In French with English subtitles

US PREMIERE!

THURSDAY AUGUST 15th – 7:30PM
THURSDAY AUGUST 22nd – 7:30PM
TUESDAY AUGUST 27th – 10PM

“Our president was betrothed to Cameroon with great love and passion, yet over the years the fire has died. He spends more time in Switzerland than in Cameroon. What is he – too good for us now?” – JEAN-PIERRE BEKOLO

The night before an important summit in the near-future, the head of state vanishes into ostensibly thin air. Potential heirs and overthrow-ers converge around the capitol, while bloggers, hangers-on and talking heads tussle with the president’s problematic legacy. Never snarling, Bekolo gestures both unmistakably towards Cameroon’s own 31-year president Paul Biya as well as the varied bigshots across the continent who have consolidated post-colonial power in the vacuum of leadership.

Bekolo’s newest film is a fake documentary that asks barbed, tough-love questions of his homeland’s catastrophic experiments with democracy. “It was through the small screen that he punctuated every moment of my life!”

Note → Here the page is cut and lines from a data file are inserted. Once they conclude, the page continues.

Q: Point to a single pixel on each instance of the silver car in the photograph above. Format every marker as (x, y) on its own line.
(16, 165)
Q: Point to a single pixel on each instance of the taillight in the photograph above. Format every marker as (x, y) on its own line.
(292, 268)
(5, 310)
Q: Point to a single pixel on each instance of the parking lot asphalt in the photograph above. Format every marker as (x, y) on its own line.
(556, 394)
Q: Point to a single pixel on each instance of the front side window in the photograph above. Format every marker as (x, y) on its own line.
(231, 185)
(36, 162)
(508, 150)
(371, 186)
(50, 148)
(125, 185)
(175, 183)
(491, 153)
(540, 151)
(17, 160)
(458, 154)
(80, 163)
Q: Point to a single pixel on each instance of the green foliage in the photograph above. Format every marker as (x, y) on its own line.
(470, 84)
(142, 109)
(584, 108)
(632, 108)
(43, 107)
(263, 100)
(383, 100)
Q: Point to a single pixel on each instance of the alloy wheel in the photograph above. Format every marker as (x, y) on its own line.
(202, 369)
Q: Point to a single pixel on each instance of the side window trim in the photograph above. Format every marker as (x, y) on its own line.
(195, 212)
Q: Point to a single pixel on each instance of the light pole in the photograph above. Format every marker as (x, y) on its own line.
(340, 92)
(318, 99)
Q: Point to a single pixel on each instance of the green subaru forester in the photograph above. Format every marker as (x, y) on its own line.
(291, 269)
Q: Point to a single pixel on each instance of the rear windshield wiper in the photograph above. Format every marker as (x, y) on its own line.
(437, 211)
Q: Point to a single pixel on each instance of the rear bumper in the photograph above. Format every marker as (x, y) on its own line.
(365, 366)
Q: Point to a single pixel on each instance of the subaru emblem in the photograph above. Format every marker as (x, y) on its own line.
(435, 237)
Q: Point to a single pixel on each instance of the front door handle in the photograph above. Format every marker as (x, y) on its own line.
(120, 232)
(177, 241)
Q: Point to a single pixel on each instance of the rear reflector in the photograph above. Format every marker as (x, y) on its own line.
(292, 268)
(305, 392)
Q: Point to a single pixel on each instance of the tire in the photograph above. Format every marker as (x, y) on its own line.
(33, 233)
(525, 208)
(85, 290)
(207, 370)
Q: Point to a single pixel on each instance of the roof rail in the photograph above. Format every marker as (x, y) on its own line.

3 thoughts on “WELCOME TO APPLIED FICTION: The Films of Jean Pierre Bekolo

  1. It is great to see that good films from my home country Cameroon are getting the exposure they deserve internationally…it’s a pity back at home cinema freaks like me can’t enjoy such privileges because of the absence of projections halls and government censorship ..congrats to Jean Pierre Bekolo

  2. I can’t sense the whole thing! We say we’re a great Nation of culture. We’re are even told to be Africa in miniature (which we’re proud of). We go to Cannes or to Ouagadougou to talk cinema (but which one are we talking ’bout) / to watch and share ideas about other’s people productions (yet we do not bring anything on the table!). I mean, where is the logic in all the messy-messy so called dynamism they say they put together to promote our local productions or to encourage – for real, on the field and in by all ways imaginable, the directors or the producers who are devoted to the movie industry. So having to know that Director Jean Pierre Bekolo is offered a whole “stage” for the premiere of his just released movie “Le president” makes me feel both, proud and sad. Should it always be like that? That our culture is more appreciated out of our borders? And supported by people who are not directly supposed to be involded in the development of a local industry…? But i guess that’s how it is…and we just have to beat it! Congrats bro, hope on day, they’ll admit they failed! Long live to Cameroon. May your movie be appreciated by the critic over there.